If you’re a homeowner you should estimate 1-3% of the purchase price of your home every year for home repairs. Plan for this in your budget and if you don’t end up using it set it aside for the next year. There won’t always be a major home repair but you want to be prepared when it does happen. Roofs will need to be replaced every 20-30 years depending on the material. Furnaces should last 15+ years. Homes usually need to be painted externally every 5-10 years.
Knowing when these were last replaced in your home will better prepare for these expenses.
You never know if you’ll be laid off, or injured where you can’t work anymore. Perhaps your job has become detrimental to your health or you’re feeling burnt out and need some time off. An emergency fund provides some cushion in case your job doesn’t go as planned.

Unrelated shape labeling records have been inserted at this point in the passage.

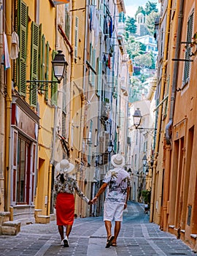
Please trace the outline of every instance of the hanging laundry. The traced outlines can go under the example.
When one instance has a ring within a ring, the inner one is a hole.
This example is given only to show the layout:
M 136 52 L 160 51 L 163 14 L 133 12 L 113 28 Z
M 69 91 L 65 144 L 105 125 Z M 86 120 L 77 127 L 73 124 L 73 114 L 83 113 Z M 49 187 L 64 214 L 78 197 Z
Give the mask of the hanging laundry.
M 93 12 L 92 7 L 90 7 L 90 31 L 92 31 Z
M 112 37 L 112 33 L 113 33 L 113 22 L 112 22 L 112 18 L 110 17 L 110 20 L 109 20 L 109 37 Z
M 104 39 L 106 40 L 109 36 L 109 25 L 108 25 L 108 17 L 104 17 Z
M 108 64 L 107 64 L 107 67 L 109 67 L 109 69 L 111 69 L 111 57 L 110 57 L 109 54 L 108 56 Z
M 92 29 L 94 32 L 94 46 L 96 47 L 99 40 L 99 21 L 96 7 L 93 7 L 92 11 Z
M 12 34 L 12 45 L 11 45 L 11 53 L 10 58 L 16 59 L 18 57 L 19 49 L 19 38 L 18 34 L 14 31 Z
M 7 35 L 4 32 L 4 63 L 5 70 L 9 69 L 10 66 L 9 56 L 8 52 Z
M 52 0 L 54 5 L 69 4 L 70 0 Z

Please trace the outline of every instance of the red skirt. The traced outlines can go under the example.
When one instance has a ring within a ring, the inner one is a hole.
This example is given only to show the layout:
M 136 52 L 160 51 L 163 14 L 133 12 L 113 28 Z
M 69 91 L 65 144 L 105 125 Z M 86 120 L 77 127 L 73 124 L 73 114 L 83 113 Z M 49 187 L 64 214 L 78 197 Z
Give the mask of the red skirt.
M 74 214 L 74 198 L 73 194 L 58 193 L 56 200 L 57 225 L 72 225 Z

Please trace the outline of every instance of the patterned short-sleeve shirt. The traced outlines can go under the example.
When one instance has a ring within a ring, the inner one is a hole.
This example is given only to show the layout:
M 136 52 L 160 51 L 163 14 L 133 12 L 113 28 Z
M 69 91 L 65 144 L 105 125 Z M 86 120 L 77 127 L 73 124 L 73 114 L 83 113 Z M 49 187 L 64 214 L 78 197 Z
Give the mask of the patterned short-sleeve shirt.
M 108 184 L 105 201 L 125 203 L 127 188 L 130 187 L 130 176 L 128 172 L 120 167 L 109 170 L 104 182 Z

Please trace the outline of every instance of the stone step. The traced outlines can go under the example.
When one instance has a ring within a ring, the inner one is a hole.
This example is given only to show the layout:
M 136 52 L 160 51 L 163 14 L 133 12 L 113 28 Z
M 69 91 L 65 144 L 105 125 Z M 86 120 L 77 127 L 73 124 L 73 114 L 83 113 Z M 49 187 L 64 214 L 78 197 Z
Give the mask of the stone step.
M 16 236 L 20 231 L 21 222 L 19 221 L 4 222 L 1 225 L 1 232 L 3 235 Z

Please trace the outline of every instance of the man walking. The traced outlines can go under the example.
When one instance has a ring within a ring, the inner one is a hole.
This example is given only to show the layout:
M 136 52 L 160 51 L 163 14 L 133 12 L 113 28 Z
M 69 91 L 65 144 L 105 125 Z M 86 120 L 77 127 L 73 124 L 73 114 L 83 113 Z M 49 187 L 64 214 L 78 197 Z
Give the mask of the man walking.
M 113 155 L 112 165 L 115 168 L 107 172 L 104 184 L 92 200 L 92 203 L 95 203 L 107 187 L 104 205 L 104 221 L 107 234 L 106 248 L 117 246 L 117 238 L 120 230 L 123 210 L 127 207 L 130 192 L 130 176 L 123 169 L 124 157 L 120 154 Z M 114 236 L 112 235 L 112 221 L 113 219 L 115 222 Z

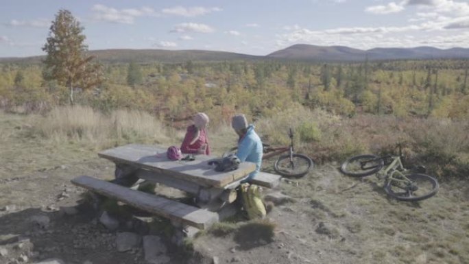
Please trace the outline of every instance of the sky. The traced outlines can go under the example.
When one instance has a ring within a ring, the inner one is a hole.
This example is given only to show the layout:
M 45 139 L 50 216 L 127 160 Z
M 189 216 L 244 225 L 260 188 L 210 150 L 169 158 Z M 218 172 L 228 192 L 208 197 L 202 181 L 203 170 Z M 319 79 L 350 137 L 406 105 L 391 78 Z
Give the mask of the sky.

How Much Money Should You Have In Your Emergency Fund?
There isn’t a one number fits all for how much you should have in your emergency fund. The golden rule for emergency funds has been 3-6 months of living expenses. That way if you get laid off you have money in cash to fall back on. If your money is all in investments you’d have to sell investments to cover your daily expenses.
Use the emergency fund calculator by Money Under 30 to determine what the right number is for your emergency fund.

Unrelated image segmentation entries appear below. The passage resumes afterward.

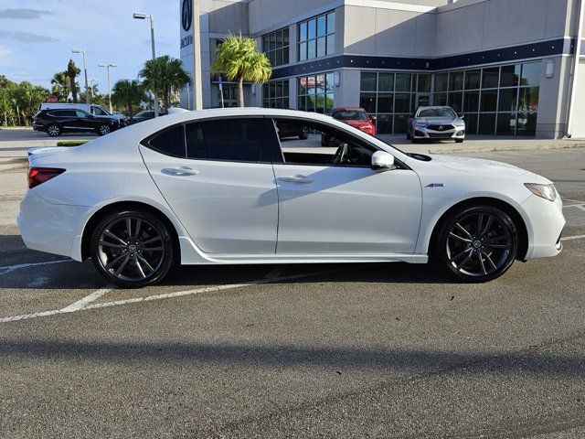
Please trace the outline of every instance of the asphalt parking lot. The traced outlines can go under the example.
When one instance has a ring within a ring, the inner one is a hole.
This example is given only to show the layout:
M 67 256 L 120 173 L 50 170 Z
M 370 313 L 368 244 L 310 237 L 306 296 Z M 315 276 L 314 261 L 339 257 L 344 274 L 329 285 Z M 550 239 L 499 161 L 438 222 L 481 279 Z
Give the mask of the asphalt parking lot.
M 183 267 L 120 290 L 25 248 L 0 173 L 0 437 L 583 437 L 585 149 L 564 251 L 484 284 L 424 265 Z M 496 177 L 496 176 L 495 176 Z

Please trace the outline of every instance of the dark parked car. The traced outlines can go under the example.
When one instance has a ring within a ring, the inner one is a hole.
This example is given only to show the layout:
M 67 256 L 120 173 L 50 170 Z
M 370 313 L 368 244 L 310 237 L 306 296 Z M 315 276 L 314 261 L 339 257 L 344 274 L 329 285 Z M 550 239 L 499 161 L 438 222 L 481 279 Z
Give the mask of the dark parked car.
M 304 140 L 309 136 L 308 127 L 299 126 L 298 123 L 286 123 L 282 121 L 279 121 L 276 124 L 276 131 L 278 132 L 279 139 L 284 137 L 298 137 L 301 140 Z
M 120 128 L 116 119 L 96 116 L 74 108 L 63 110 L 41 110 L 33 118 L 33 129 L 44 131 L 51 137 L 63 133 L 94 132 L 105 135 Z
M 166 112 L 160 112 L 160 116 L 166 114 Z M 154 119 L 154 112 L 153 110 L 144 110 L 144 112 L 137 112 L 130 118 L 129 123 L 138 123 L 139 122 L 148 121 L 149 119 Z

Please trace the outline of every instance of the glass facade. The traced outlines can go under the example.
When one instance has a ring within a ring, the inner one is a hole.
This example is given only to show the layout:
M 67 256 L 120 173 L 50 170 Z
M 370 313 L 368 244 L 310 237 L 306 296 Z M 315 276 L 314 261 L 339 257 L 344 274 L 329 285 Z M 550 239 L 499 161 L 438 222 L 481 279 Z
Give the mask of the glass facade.
M 429 103 L 431 80 L 428 73 L 362 71 L 359 106 L 376 114 L 377 133 L 406 133 L 416 106 Z
M 465 114 L 468 134 L 535 135 L 541 62 L 435 74 L 433 102 Z
M 297 108 L 329 114 L 333 110 L 333 72 L 297 78 Z
M 272 67 L 289 63 L 289 47 L 288 27 L 262 36 L 262 51 Z
M 533 136 L 540 70 L 536 61 L 434 75 L 362 71 L 359 106 L 376 114 L 378 134 L 406 133 L 416 107 L 432 104 L 465 114 L 468 134 Z
M 266 108 L 289 108 L 289 80 L 271 80 L 262 86 L 262 104 Z
M 335 49 L 335 11 L 314 16 L 298 25 L 299 61 L 331 55 Z

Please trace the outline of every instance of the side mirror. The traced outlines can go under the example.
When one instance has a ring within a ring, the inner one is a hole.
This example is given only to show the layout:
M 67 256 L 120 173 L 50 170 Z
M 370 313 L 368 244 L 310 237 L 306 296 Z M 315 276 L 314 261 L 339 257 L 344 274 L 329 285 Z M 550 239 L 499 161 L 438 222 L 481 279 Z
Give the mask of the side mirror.
M 375 171 L 396 169 L 394 166 L 394 155 L 386 151 L 376 151 L 372 155 L 372 169 Z

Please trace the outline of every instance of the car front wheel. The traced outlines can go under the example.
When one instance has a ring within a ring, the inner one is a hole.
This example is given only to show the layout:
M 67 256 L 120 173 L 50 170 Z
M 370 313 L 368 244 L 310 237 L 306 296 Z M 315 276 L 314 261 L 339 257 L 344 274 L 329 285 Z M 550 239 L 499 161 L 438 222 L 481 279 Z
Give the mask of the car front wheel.
M 468 282 L 487 282 L 505 273 L 516 257 L 514 221 L 493 206 L 464 208 L 443 222 L 435 257 L 442 268 Z
M 115 212 L 95 228 L 90 253 L 106 279 L 124 288 L 139 288 L 167 274 L 174 258 L 173 239 L 167 227 L 149 212 Z

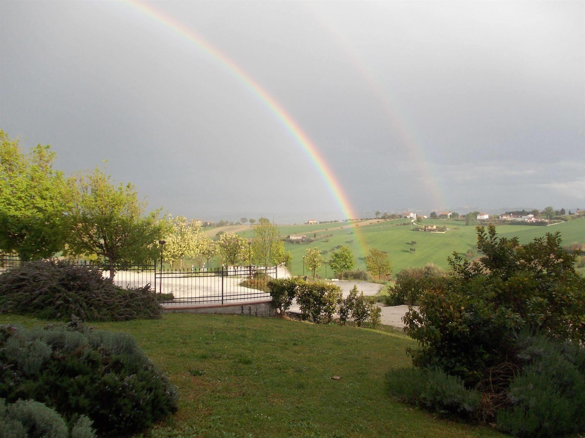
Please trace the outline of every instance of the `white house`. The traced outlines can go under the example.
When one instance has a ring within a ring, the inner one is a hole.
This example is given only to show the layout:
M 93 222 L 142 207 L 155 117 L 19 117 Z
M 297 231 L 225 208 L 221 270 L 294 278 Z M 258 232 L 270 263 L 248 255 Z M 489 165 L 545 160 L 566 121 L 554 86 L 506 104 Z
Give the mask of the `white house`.
M 301 240 L 304 242 L 307 240 L 307 236 L 289 236 L 289 240 Z

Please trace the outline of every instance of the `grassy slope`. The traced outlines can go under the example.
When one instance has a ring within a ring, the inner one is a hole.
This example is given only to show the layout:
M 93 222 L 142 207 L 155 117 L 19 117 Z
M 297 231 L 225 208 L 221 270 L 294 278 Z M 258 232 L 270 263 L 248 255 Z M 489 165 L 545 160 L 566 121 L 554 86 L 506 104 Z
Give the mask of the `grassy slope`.
M 179 411 L 157 436 L 502 436 L 390 398 L 384 373 L 408 366 L 414 345 L 402 334 L 188 314 L 93 325 L 132 333 L 178 386 Z
M 424 220 L 425 224 L 446 225 L 453 228 L 445 234 L 414 232 L 410 225 L 391 226 L 404 222 L 404 220 L 388 221 L 379 224 L 367 225 L 360 228 L 367 247 L 377 248 L 388 251 L 390 260 L 394 265 L 394 272 L 397 272 L 408 266 L 422 266 L 432 262 L 443 268 L 448 267 L 446 258 L 453 252 L 464 253 L 476 244 L 476 234 L 475 225 L 466 225 L 464 223 L 456 221 L 440 220 Z M 415 228 L 415 227 L 412 227 Z M 456 229 L 455 229 L 456 228 Z M 526 225 L 501 225 L 497 227 L 498 234 L 502 237 L 518 236 L 521 243 L 526 243 L 535 237 L 544 236 L 546 232 L 560 231 L 563 244 L 568 246 L 573 242 L 585 242 L 585 218 L 577 219 L 565 224 L 551 227 L 530 227 Z M 302 273 L 302 256 L 307 248 L 316 246 L 319 249 L 329 251 L 324 255 L 327 259 L 332 248 L 338 245 L 349 246 L 356 256 L 356 267 L 363 269 L 363 257 L 358 245 L 356 231 L 347 227 L 343 230 L 332 230 L 327 232 L 333 234 L 329 242 L 322 241 L 309 245 L 287 244 L 286 249 L 292 255 L 292 273 L 300 274 Z M 353 240 L 353 243 L 351 241 Z M 411 241 L 415 241 L 417 251 L 411 253 Z M 305 273 L 308 270 L 305 269 Z M 318 273 L 325 274 L 325 266 L 322 266 Z M 331 271 L 328 270 L 331 277 Z

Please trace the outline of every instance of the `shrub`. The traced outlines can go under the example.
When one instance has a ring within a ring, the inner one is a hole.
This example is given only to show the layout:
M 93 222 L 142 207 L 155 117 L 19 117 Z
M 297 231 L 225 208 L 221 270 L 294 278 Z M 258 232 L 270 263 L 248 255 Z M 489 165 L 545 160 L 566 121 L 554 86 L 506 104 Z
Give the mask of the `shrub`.
M 44 403 L 67 422 L 86 415 L 101 434 L 138 431 L 177 409 L 177 389 L 127 333 L 77 321 L 2 325 L 0 363 L 0 397 Z
M 507 391 L 511 406 L 497 412 L 498 428 L 522 437 L 585 430 L 585 349 L 542 336 L 519 343 L 525 364 Z
M 300 282 L 297 292 L 297 303 L 301 310 L 301 317 L 309 317 L 314 322 L 331 322 L 341 301 L 343 294 L 339 286 L 322 281 Z
M 355 280 L 367 281 L 371 279 L 371 276 L 367 271 L 356 269 L 353 271 L 343 271 L 341 273 L 342 280 Z
M 27 262 L 0 275 L 0 311 L 42 319 L 123 321 L 160 318 L 150 286 L 125 290 L 100 269 L 64 261 Z
M 364 296 L 362 292 L 358 295 L 357 286 L 354 284 L 347 297 L 340 300 L 338 314 L 342 324 L 345 324 L 347 318 L 351 317 L 358 327 L 367 319 L 373 327 L 380 324 L 381 320 L 381 309 L 376 303 L 373 297 Z
M 458 377 L 441 370 L 403 368 L 386 373 L 387 387 L 398 399 L 442 413 L 473 414 L 481 395 L 468 390 Z
M 291 307 L 292 300 L 298 288 L 298 280 L 294 278 L 270 280 L 268 282 L 268 290 L 272 297 L 272 301 L 276 306 L 276 311 L 281 316 L 284 315 Z
M 423 294 L 418 310 L 404 319 L 419 341 L 411 350 L 415 364 L 439 367 L 469 384 L 508 361 L 513 340 L 526 327 L 585 340 L 585 279 L 559 234 L 520 246 L 515 238 L 498 238 L 493 225 L 487 234 L 477 230 L 484 256 L 471 263 L 454 253 L 451 275 Z
M 389 288 L 387 305 L 415 305 L 425 291 L 441 286 L 445 273 L 433 263 L 423 267 L 407 267 L 396 274 L 394 286 Z
M 34 400 L 18 400 L 6 404 L 0 398 L 0 430 L 7 438 L 94 438 L 91 421 L 81 416 L 71 434 L 61 416 L 50 408 Z

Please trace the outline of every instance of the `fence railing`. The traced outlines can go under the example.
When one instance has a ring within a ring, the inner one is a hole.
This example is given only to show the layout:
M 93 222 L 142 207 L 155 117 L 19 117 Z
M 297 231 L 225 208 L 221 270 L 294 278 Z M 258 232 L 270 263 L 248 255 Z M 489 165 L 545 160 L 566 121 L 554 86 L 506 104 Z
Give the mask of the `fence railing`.
M 212 270 L 157 270 L 160 301 L 166 304 L 217 304 L 268 299 L 268 281 L 276 278 L 276 266 L 230 266 Z
M 86 260 L 76 265 L 100 269 L 110 277 L 110 266 Z M 0 254 L 0 272 L 20 265 L 18 256 Z M 150 285 L 160 303 L 173 304 L 223 304 L 270 299 L 268 281 L 278 277 L 278 267 L 229 266 L 215 269 L 161 269 L 153 263 L 143 265 L 115 265 L 113 284 L 124 289 Z

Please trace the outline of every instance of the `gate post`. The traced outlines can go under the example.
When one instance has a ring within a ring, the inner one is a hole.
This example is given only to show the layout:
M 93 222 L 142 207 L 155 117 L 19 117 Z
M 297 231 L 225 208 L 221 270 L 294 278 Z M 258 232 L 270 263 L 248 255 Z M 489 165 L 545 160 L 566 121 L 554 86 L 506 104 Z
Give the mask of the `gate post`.
M 221 265 L 221 304 L 223 304 L 223 265 Z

Another way to look at how much you need in your emergency fund is to determine how much money do you need to feel secure? If you lose your job tomorrow or have an emergency repair such as needing a new furnace or a major car repair what amount of money would make you feel secure?
What If You Don’t Have Enough Money to Fund an Emergency Fund?
The toughest time will be when you get started. If you’re starting in debt funding an emergency fund is even more daunting. Your first thought should be how you make more money. Can you start a side hustle? Make more money at your job? Secondly, look for ways to cut your spending so that you don’t accumulate more debt and put that money toward your emergency fund.
There are always unexpected expenses that arise. If you don’t have money to fund an emergency fund that doesn’t make you immune to an emergency occurring. While you’re paying down debt, you should also contribute to your emergency fund so you don’t have to take on more debt when an emergency inevitably arises. That way, you can avoid having to take out credit card debt at 18% interest when an emergency arises.
See Also: How to Save For An Emergency Fund
Where To Keep Your Emergency Fund
The best place to put your emergency fund is somewhere where you can easily access the funds but not too accessible where you’ll spend it on something else. It’s best to have a separate account so you don’t accidentally spend it. It needs to be liquid because you need it in case of an emergency. A great place to store your funds is a high yield savings account. A high yield savings account is a great place for your emergency fund because there are usually limits as to how often you can withdraw money from a savings account and your emergency fund will at least generate some money. Nerd Wallet shares here the top 10 best high yield savings accounts.
Great article! So glad I’ve had an E.F. Over the years. Can’t stress the importance enough.